Refracture can be explained by the persistent malalignment of the tibia and fibula that results in an enhanced stress on a dystrophic bone after healing of the pseudarthrosis. In our study, four patients had a diaphyseal malalignment, but only one had refracture on dystrophic bone after removal of the tibial nail. We believe that the prevention of refracture is based on three principles: (1) the correction of diaphyseal angular deformities that can be obtained by Ilizarov’s fixator combined with a nail; (2) the achievement of fibular union, using tibio-fibular grafting if necessary; (3) the permanent protection of the dystrophic tibia by the intramedullary nail and external orthesis. Indeed, we agree with Apoil [17] that the tibia remains fragile, “united but not solid”, until the end of growth.

Persistent pseudarthrosis of the fibula is known to cause ankle valgus deformity and functional impairment [9, 15]. This condition is due to a high position of the fibular distal epiphysis and because of an asymmetric growth of the distal tibial physis that grows more medially than laterally [2, 10]. In our study, five patients had a persistent pseudarthrosis of the fibula, but only three of these developed ankle valgus. These results are comparable to those of Inan [15] who noted seven cases of persistent fibular pseudarthrosis, with six ankle valgus, among 16 patients treated by intramedullary nailing, bone grafting and various subsequent procedures. Reestablishment of the integrity of the fibula decreases the load passing through the tibia and provides rotatory stress protection [2]. Fibular healing can be achieved by massive bone grafting, leading to a distal tibio-fibular synostosis according to Langenskiöld [11]. The Ilizarov’s method also allows a distal transportation of the lateral malleolus that has been used successfully by Gracheva [8] in 40 congenital pseudarthrosis.

Functional results not only depend on the integrity of the tibia for full weight bearing but also on the limb’s length and alignment.
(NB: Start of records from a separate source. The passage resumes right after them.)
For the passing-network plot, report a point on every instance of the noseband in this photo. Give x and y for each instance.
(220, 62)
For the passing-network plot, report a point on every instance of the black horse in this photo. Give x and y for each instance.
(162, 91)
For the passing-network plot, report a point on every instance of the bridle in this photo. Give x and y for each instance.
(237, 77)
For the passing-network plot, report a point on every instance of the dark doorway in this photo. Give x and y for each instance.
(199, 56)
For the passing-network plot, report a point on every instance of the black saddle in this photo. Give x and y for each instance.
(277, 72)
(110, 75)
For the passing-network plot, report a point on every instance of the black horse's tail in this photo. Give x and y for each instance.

Joseph showed that the longer the pseudarthrosis remains un-united, the greater is the shortening of the tibia [7]. Limb length discrepancies have a variable evolution and may become worse, despite treatment [12]. In our patient series, initial LLD was fully corrected in one patient, partially corrected in two and remained unchanged in one. No pseudarthrosis was observed at the lengthening site, as described by Inan [15].
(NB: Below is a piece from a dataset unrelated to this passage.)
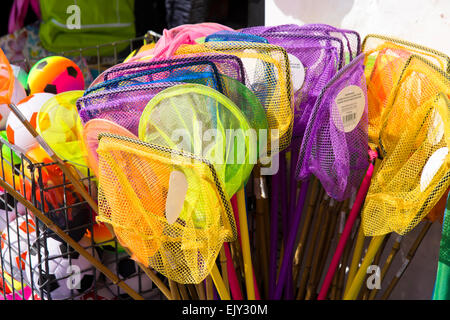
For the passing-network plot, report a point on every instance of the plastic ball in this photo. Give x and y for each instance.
(18, 95)
(16, 132)
(20, 75)
(55, 74)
Transplantar nailing, used twice in the current series for short distal tibial segments, was responsible for stiffness and degenerative changes in the ankle joint. This kind of procedure should be avoided when possible. In the EPOS study, only 17% of the patients who had transcalcaneal nailing kept a normal ankle joint function [6].
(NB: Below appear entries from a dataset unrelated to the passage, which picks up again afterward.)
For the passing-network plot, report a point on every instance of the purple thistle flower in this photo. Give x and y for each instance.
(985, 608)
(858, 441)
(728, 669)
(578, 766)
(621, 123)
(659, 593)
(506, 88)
Pin-tract infections are well-recognized complications of the Ilizarov technique [5]. The major potential risk of combining this technique with intramedullary nailing is infection caused by the nail. Only one case of such a complication was observed in our series. In our experience, as in osteogenesis imperfecta patients, transphyseal nailing was not responsible for growth disturbances. No growth disturbance was noted at follow-up in our small cohort of patients. However, we recognize that six patients were considered to be being immature at follow-up and that a careful screening of physeal growth is mandatory.

In conclusion, our combined surgical approach consisting of both Ilizarov’s technique and intramedullary nailing achieved and maintained tibial union in nine of our ten patients at final follow-up. It also allowed correction of axial deformities and prevented refracture. However, we fully recognize that the relatively short duration of the follow-up is a weak point of our series and that the risks of progressive limb deformities or mechanical problems need to be taken into account in the non-mature patients of the cohort. This method can be useful in many cases of CPT in which healing has failed to occur despite many previous surgeries. However, the external apparatus is sometimes not well tolerated by the patient, and complications, such as ankle valgus, adjacent joints stiffness or infection, may occur.